You can override, if necessary, the attributes that are considered by spec-classes using the keyword arguments to the @spec_class decorator:

  • attrs: An iterable of strings indicating the names of attributes to be included. If not already annotated on the class, these will be given an annotation of typing.Any.
  • attrs_typed: A mapping from the string name of the attribute to the type of the attribute to use (can override class annotations).
  • attrs_skip: An iterable of attributes names to skip during determination of which fields to manage.

Note that unless attrs_skip is provided, if attrs and/or attrs_typed are provided, then spec-classes will not automatically manage other annotated attributes on the class.

Extending our above example, you could do:

@spec_class(attrs_typed={'my_int': int}, attrs_skip=[])
class MySpec:
    my_str: str = "Hello"
    my_int = 1

MySpec(my_str="Hi")  # All good.
MySpec(my_int=2)  # All good.

Constructor

Using the @spec_class decorator will by default add a constructor to the class (unless one is already defined on the class). You can disable the addition of a constructor by passing init=False to the decorator.
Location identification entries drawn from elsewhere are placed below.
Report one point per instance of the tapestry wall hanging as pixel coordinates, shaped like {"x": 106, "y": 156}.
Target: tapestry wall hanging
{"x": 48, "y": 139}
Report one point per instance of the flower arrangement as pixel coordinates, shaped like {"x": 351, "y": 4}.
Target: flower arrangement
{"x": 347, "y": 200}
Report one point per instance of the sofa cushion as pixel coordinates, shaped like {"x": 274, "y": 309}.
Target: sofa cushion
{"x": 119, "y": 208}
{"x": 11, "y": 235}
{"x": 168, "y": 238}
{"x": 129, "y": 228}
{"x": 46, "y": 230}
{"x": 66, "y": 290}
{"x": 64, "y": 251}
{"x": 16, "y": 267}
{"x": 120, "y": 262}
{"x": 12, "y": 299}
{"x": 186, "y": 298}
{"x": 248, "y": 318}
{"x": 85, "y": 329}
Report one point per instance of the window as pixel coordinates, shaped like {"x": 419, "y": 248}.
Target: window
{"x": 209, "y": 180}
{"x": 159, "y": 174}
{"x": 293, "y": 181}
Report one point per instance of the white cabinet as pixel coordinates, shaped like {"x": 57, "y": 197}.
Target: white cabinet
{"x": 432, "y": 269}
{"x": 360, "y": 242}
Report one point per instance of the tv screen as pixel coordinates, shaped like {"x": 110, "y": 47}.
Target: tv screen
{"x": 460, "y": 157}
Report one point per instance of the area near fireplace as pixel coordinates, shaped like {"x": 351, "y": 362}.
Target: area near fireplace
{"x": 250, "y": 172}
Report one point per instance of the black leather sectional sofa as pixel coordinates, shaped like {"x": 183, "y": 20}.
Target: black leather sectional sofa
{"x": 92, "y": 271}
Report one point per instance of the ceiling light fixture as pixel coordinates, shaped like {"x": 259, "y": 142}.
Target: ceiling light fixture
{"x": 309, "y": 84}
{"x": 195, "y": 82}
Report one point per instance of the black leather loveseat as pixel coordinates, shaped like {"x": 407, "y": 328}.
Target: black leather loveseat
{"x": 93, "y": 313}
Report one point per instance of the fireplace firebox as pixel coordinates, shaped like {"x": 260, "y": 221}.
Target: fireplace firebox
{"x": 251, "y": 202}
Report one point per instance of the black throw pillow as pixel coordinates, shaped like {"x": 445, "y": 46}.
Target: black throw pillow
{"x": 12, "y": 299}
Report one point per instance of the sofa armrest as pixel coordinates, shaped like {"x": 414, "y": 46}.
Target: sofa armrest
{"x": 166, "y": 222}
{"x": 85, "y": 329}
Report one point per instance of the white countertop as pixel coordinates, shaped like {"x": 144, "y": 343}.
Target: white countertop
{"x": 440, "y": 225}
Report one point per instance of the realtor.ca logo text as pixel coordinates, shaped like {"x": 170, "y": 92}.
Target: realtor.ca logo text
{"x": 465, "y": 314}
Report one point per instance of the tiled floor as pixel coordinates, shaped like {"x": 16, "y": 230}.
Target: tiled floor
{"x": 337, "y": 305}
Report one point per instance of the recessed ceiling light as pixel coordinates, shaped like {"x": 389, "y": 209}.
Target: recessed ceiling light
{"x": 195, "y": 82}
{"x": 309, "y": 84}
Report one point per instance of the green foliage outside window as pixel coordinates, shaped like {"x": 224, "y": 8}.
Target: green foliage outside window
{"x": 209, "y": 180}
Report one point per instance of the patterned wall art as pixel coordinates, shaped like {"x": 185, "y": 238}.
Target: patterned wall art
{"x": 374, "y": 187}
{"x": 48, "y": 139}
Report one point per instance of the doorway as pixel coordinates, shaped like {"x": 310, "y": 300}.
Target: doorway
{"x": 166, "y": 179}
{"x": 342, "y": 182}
All arguments to the generated constructor must be passed by name (except for the key attribute; see below). Also, instances of spec-classes are permitted to have missing values. If the class does not provide a default value for an attribute, instances will not have the attribute present, and representations of the class will render it as MISSING. For example:

@spec_class
class MySpec:
    my_str: str

MySpec()  # MySpec(my_str=MISSING)
MySpec().my_str  # AttributeError: `MySpec.my_str` has not yet been assigned a value.

Tip

It is always safe to use mutable default values when using the default constructor with your managed attributes. They will be deep-copied in the constructor before being assigned to instances of your class. For example:

@spec_class
class MySpec:
    my_list: ['a']

assert MySpec().my_list is not MySpec.my_list

Keyed Spec Classes

Most attributes on a spec-class are treated identically and without privilege. The one exception to that is an optional key attribute. Semantically, a key is intended to uniquely identify an instance of a spec-class within some context, and if configured must be assigned a value at instantiation time. To indicate that a spec-class should be "keyed", pass the key argument to the spec_class constructor. For example:

@spec_class(key='key')
class KeyedSpec:
    key: str
    value: str

KeyedSpec('my_key')  # KeyedSpec(key='my_key', value=MISSING)
KeyedSpec()  # TypeError: __init__() missing 1 required positional argument: 'key'

Note

The key attribute is the only attribute that does not need to be passed in by name to the constructor. Also: if the class has a default for the key attribute, it will be lifted up as the value in the instance (just like other attributes).

Type checking

All attributes managed by spec-classes are type-checked during initialization and any mutation. Attempts to set attributes to an invalid type will result in a TypeError. For example, from the above MySpec:

MySpec(my_str=1)  # TypeError: Attempt to set `MySpec.my_str` with an invalid type [got `1`; expecting `str`].

Helper methods

To simplify the adoption of copy-on-write workflows, and to make mutation of instances more convenient and chainable, spec_class generates helper methods for the base class and every managed attribute. The number and types of methods added depends on type annotations, but in every case mutations performed by these methods are (by default) done on copies of the original instance, and so can be used safely on instances that are shared between multiple objects. Refer to the Helper Methods documentation for more details.